I did the audible version of a double take. That couldn’t be true. How could it ever be OK to use the term? While it may have once simply been an apt description of the physical state of people who had crossed the Rio Grande to sneak into the United States, it began its transformation into a slur when it was applied to all Mexicans who crossed the border without the proper papers. Then it was enshrined in Operation Wetback, the government’s massive deportation program started in the ‘50s that rounded up hundreds of thousands of immigrants mostly in California and Texas.

The term is so jarring to hear now that it was hard to believe it was a staple in a daily newspaper. But then I searched The Times’ historical database and found headline after headline like this one: “Conference Warned of Wetback Labor Problem” from 1955.

And this one: “Wetback, Junior Grade, Writes His Own Success Story at 18” from 1963. It was in the article’s lead paragraph too: “This is the story of a wetback. But not the usual story.” Presumably the usual story was something like this: “Five Killed as ‘Wetback’ Car Crashes” from 1953.

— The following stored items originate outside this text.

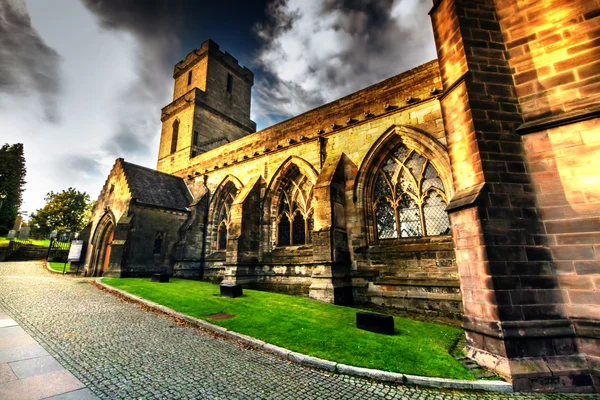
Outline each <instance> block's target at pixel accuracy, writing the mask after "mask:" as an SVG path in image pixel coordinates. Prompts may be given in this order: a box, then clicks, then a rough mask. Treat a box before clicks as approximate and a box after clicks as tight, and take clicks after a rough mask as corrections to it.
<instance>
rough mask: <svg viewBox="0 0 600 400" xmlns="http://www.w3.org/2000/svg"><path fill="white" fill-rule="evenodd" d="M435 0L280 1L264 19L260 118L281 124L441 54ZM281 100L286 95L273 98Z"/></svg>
mask: <svg viewBox="0 0 600 400" xmlns="http://www.w3.org/2000/svg"><path fill="white" fill-rule="evenodd" d="M431 4H432V3H431V0H316V1H310V2H309V1H303V0H288V1H281V0H279V1H275V2H273V3H271V5H270V6H269V9H268V15H269V20H268V22H267V23H264V24H261V25H257V26H256V28H255V31H256V33H257V34H258V35H259V37H260V38H261V39H262V41H263V46H262V48H261V49H260V50H259V52H258V53H257V56H256V62H257V64H259V65H260V67H261V68H262V69H263V70H265V71H266V72H267V74H266V75H265V77H264V79H263V81H262V82H257V85H256V86H255V96H254V100H255V103H254V104H255V110H254V113H255V115H256V116H257V118H262V119H266V120H270V121H271V122H276V121H277V120H278V119H281V117H289V116H292V115H296V114H299V113H301V112H304V111H306V110H308V109H311V108H314V107H316V106H319V105H321V104H324V103H326V102H329V101H332V100H334V99H336V98H339V97H341V96H344V95H347V94H349V93H352V92H354V91H356V90H359V89H362V88H364V87H366V86H369V85H371V84H374V83H376V82H378V81H381V80H383V79H385V78H388V77H390V76H393V75H396V74H398V73H400V72H402V71H405V70H407V69H410V68H412V67H415V66H417V65H419V64H421V63H424V62H427V61H429V60H431V59H433V58H435V57H436V54H435V45H434V41H433V32H432V29H431V22H430V20H429V16H428V14H427V12H428V11H429V9H430V8H431ZM273 99H278V101H273Z"/></svg>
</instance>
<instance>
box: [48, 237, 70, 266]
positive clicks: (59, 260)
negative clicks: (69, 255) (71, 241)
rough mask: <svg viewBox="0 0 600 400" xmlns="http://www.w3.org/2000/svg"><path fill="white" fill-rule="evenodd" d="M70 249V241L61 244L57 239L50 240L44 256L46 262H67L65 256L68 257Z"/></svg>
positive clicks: (66, 258) (63, 242)
mask: <svg viewBox="0 0 600 400" xmlns="http://www.w3.org/2000/svg"><path fill="white" fill-rule="evenodd" d="M70 247H71V241H70V240H68V241H66V242H62V241H60V240H58V239H52V240H50V245H49V246H48V254H47V255H46V261H52V262H67V256H68V255H69V248H70Z"/></svg>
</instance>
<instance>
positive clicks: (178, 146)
mask: <svg viewBox="0 0 600 400" xmlns="http://www.w3.org/2000/svg"><path fill="white" fill-rule="evenodd" d="M599 9H600V4H598V2H597V1H586V0H577V1H570V2H567V1H563V0H548V1H534V0H522V1H516V0H478V1H473V0H436V1H434V2H433V8H432V10H431V11H430V15H431V19H432V25H433V29H434V35H435V40H436V47H437V53H438V60H432V61H430V62H428V63H425V64H423V65H421V66H418V67H416V68H414V69H412V70H409V71H406V72H403V73H401V74H399V75H396V76H393V77H391V78H389V79H386V80H384V81H382V82H379V83H377V84H374V85H372V86H370V87H367V88H365V89H362V90H360V91H358V92H355V93H352V94H350V95H348V96H345V97H343V98H340V99H338V100H336V101H333V102H331V103H329V104H325V105H323V106H321V107H318V108H316V109H313V110H310V111H308V112H306V113H303V114H301V115H298V116H296V117H294V118H291V119H289V120H287V121H283V122H281V123H278V124H276V125H273V126H271V127H268V128H266V129H263V130H261V131H258V132H256V124H255V123H254V122H253V121H252V120H251V119H250V99H251V88H252V86H253V83H254V76H253V73H252V71H250V70H249V69H248V68H246V67H242V66H240V65H239V64H238V62H237V60H236V59H235V58H234V57H233V56H231V55H230V54H229V53H227V52H223V51H222V50H221V49H220V48H219V46H218V45H217V44H216V43H214V42H212V41H210V40H209V41H206V42H204V43H203V44H202V45H201V46H200V48H199V49H197V50H194V51H193V52H191V53H189V54H188V55H187V57H186V58H185V60H183V61H180V62H179V63H177V64H176V65H175V68H174V73H173V78H174V90H173V101H172V102H171V103H170V104H168V105H167V106H166V107H164V108H163V109H162V112H161V121H162V131H161V140H160V148H159V152H158V160H157V166H156V170H154V169H149V168H146V167H142V166H139V165H135V164H132V163H129V162H127V161H125V160H123V159H121V158H119V159H117V160H116V162H115V164H114V166H113V168H112V170H111V172H110V174H109V176H108V178H107V180H106V182H105V185H104V187H103V189H102V192H101V194H100V197H99V199H98V201H97V203H96V207H95V210H94V213H93V216H92V220H91V223H90V233H89V239H88V246H87V254H86V260H85V273H86V275H88V276H112V277H136V276H149V275H151V274H153V273H163V272H167V273H168V274H169V275H171V276H175V277H182V278H190V279H203V280H208V281H213V282H227V283H239V284H241V285H243V287H246V288H253V289H259V290H268V291H276V292H282V293H289V294H296V295H302V296H308V297H310V298H312V299H315V300H320V301H325V302H330V303H335V304H340V305H347V304H368V303H370V304H376V305H382V306H386V307H395V308H398V309H402V310H408V311H412V312H420V313H427V314H435V315H442V316H449V317H454V318H459V319H462V321H463V328H464V329H465V333H466V337H467V355H468V357H470V358H472V359H473V360H475V361H477V362H478V363H480V364H481V365H483V366H485V367H487V368H490V369H492V370H494V371H495V372H496V373H498V374H499V375H501V376H503V377H504V378H506V379H508V380H509V381H511V382H512V383H513V386H514V388H515V390H529V391H576V392H597V391H598V388H599V387H600V164H598V160H599V159H600V106H599V104H600V86H599V83H598V79H599V77H600V64H599V63H598V61H597V60H598V59H599V57H600V43H599V42H598V40H597V38H598V36H599V35H600V31H599V29H600V12H599Z"/></svg>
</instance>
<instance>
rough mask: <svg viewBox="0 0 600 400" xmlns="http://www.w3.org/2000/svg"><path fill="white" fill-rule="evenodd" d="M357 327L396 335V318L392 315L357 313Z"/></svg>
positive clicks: (363, 312)
mask: <svg viewBox="0 0 600 400" xmlns="http://www.w3.org/2000/svg"><path fill="white" fill-rule="evenodd" d="M356 327H357V328H358V329H364V330H366V331H371V332H376V333H384V334H386V335H393V334H394V317H392V316H391V315H384V314H375V313H369V312H362V311H361V312H357V313H356Z"/></svg>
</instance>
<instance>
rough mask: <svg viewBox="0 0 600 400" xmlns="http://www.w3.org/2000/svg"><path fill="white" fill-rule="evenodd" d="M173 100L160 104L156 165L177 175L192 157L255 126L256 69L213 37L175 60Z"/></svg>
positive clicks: (188, 165)
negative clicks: (254, 105)
mask: <svg viewBox="0 0 600 400" xmlns="http://www.w3.org/2000/svg"><path fill="white" fill-rule="evenodd" d="M173 78H174V79H175V85H174V90H173V102H171V104H169V105H168V106H166V107H165V108H163V109H162V113H161V121H162V131H161V138H160V146H159V150H158V163H157V167H156V168H157V169H158V170H159V171H162V172H167V173H170V174H176V173H177V171H180V170H182V169H184V168H186V167H187V166H189V165H190V160H191V159H193V158H194V157H196V156H198V155H199V154H201V153H204V152H206V151H208V150H211V149H213V148H216V147H219V146H222V145H223V144H225V143H228V142H231V141H233V140H236V139H239V138H241V137H243V136H246V135H248V134H250V133H254V132H255V131H256V124H255V123H254V122H253V121H252V120H250V95H251V89H252V85H253V84H254V74H253V73H252V71H250V70H249V69H248V68H246V67H242V66H240V65H239V64H238V61H237V60H236V59H235V58H234V57H233V56H231V54H229V53H227V52H222V51H221V50H219V45H217V44H216V43H215V42H213V41H212V40H207V41H206V42H204V43H202V46H200V48H199V49H197V50H194V51H192V52H191V53H190V54H188V55H187V57H186V58H185V60H183V61H180V62H178V63H177V64H176V65H175V70H174V72H173Z"/></svg>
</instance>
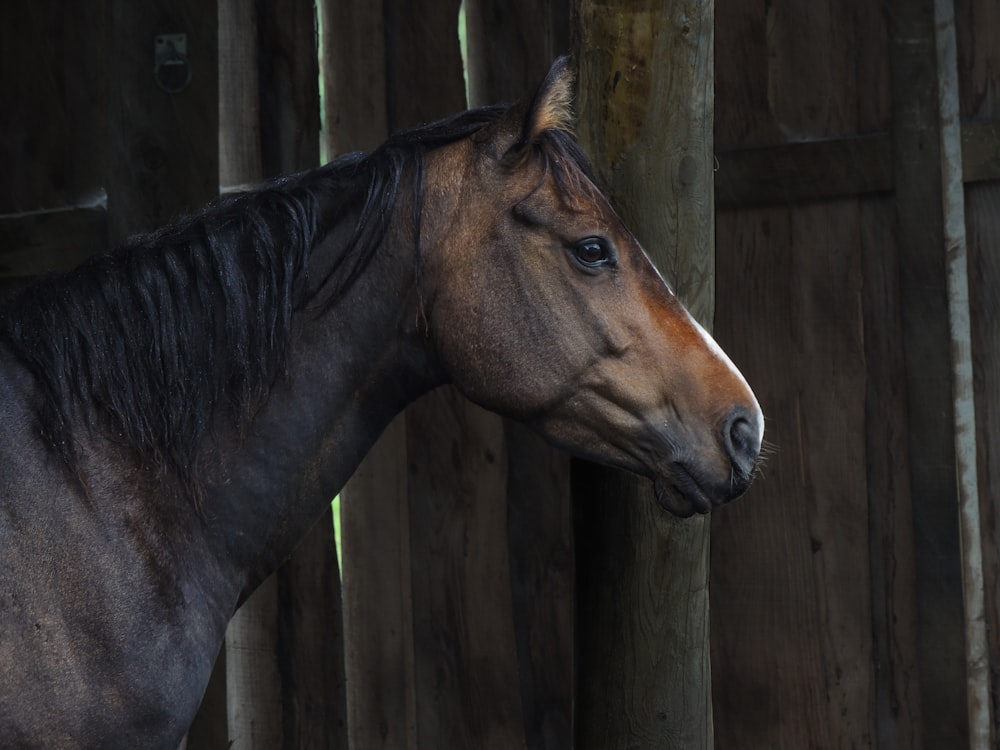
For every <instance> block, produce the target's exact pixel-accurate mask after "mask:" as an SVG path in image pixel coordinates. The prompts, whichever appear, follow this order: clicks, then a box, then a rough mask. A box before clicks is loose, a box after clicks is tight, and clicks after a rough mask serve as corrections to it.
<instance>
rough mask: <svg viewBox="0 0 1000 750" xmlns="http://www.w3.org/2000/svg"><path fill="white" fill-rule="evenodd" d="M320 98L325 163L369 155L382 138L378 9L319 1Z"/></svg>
mask: <svg viewBox="0 0 1000 750" xmlns="http://www.w3.org/2000/svg"><path fill="white" fill-rule="evenodd" d="M320 6H321V10H320V12H321V13H322V14H323V19H324V20H323V27H322V29H323V34H324V41H323V59H322V60H321V61H320V64H321V65H322V67H323V82H324V85H325V86H326V91H325V92H324V97H323V106H324V109H325V112H324V119H323V124H324V128H325V132H324V137H325V138H326V149H327V153H328V155H329V158H331V159H332V158H333V157H335V156H337V155H339V154H343V153H347V152H349V151H371V150H372V149H374V148H375V147H376V146H378V145H379V144H380V143H382V141H384V140H385V138H386V136H387V135H388V126H387V124H386V74H385V62H386V60H385V28H384V24H383V20H382V6H381V4H379V3H371V2H368V0H321V3H320Z"/></svg>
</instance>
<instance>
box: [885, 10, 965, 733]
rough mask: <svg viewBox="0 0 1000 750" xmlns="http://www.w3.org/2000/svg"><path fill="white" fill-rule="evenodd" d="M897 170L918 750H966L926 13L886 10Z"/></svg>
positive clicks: (936, 171)
mask: <svg viewBox="0 0 1000 750" xmlns="http://www.w3.org/2000/svg"><path fill="white" fill-rule="evenodd" d="M887 17H888V19H889V53H890V70H891V83H892V101H893V113H892V114H893V117H892V123H893V126H892V128H893V130H892V135H893V169H894V172H895V193H896V210H897V220H898V232H899V248H900V258H899V263H900V267H899V271H900V298H901V302H902V324H903V329H902V332H903V351H904V357H905V363H906V394H907V406H908V413H909V424H908V434H909V454H910V473H911V477H910V487H911V491H912V504H913V523H914V536H915V540H916V548H917V554H916V556H915V568H916V584H917V618H918V622H919V623H920V627H919V629H918V631H917V651H918V655H919V660H920V671H921V677H922V679H921V683H920V697H921V711H920V716H921V719H922V723H923V741H924V746H925V747H960V746H962V745H964V744H966V743H967V739H968V720H967V715H966V695H965V685H966V674H965V655H964V643H963V630H964V624H963V605H962V583H961V578H962V577H961V569H960V566H959V560H960V559H961V556H960V552H959V549H960V545H959V531H958V510H957V508H958V505H957V496H956V486H955V450H954V431H953V410H952V383H951V372H950V362H949V357H948V356H947V352H949V351H950V349H951V339H950V334H949V330H948V296H947V284H946V274H945V257H944V253H943V252H942V248H943V247H944V226H943V214H942V192H941V191H942V180H941V141H940V123H939V118H938V99H937V91H938V83H937V68H936V59H937V56H936V50H935V37H934V33H935V32H934V7H933V3H912V2H909V1H908V0H893V2H891V3H890V4H889V13H888V16H887Z"/></svg>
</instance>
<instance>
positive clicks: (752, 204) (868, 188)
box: [715, 122, 1000, 208]
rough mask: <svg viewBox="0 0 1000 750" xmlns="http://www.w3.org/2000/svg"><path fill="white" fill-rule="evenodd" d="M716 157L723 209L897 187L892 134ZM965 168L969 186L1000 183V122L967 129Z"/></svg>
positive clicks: (990, 123)
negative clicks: (978, 182) (992, 182)
mask: <svg viewBox="0 0 1000 750" xmlns="http://www.w3.org/2000/svg"><path fill="white" fill-rule="evenodd" d="M716 159H717V162H718V163H717V169H716V174H715V197H716V204H717V205H718V206H719V208H747V207H751V206H761V205H774V204H779V205H781V204H784V205H788V204H798V203H804V202H807V201H815V200H827V199H830V198H842V197H849V196H856V195H861V194H865V193H879V192H888V191H891V190H892V189H893V187H894V185H895V175H894V173H893V161H892V136H891V134H890V133H871V134H864V135H857V136H851V137H848V138H833V139H823V140H816V141H806V142H802V143H782V144H778V145H772V146H755V147H752V148H747V149H733V150H727V151H720V152H719V153H718V154H717V155H716ZM962 170H963V175H964V181H965V182H966V183H967V184H971V183H976V182H987V181H995V180H1000V123H997V122H974V123H967V124H965V125H963V126H962Z"/></svg>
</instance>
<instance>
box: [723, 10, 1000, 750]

Although more commonly found in the 1950s, the term showed up in the paper as a description until the 1970s. (The use of “negro” was also common at the time, and replaced terms such as “darkie” that appeared in the paper at the turn of the century.) After that, “wetback” mostly appeared in stories that noted the offensiveness of the term.

The moral of this story is, of course, that any collection of letters, no matter their provenance, can become offensive by how they are used. How long before “undocumented” or “disabled” or “Donald Trump” becomes so tainted we have to drop it from the newspaper too?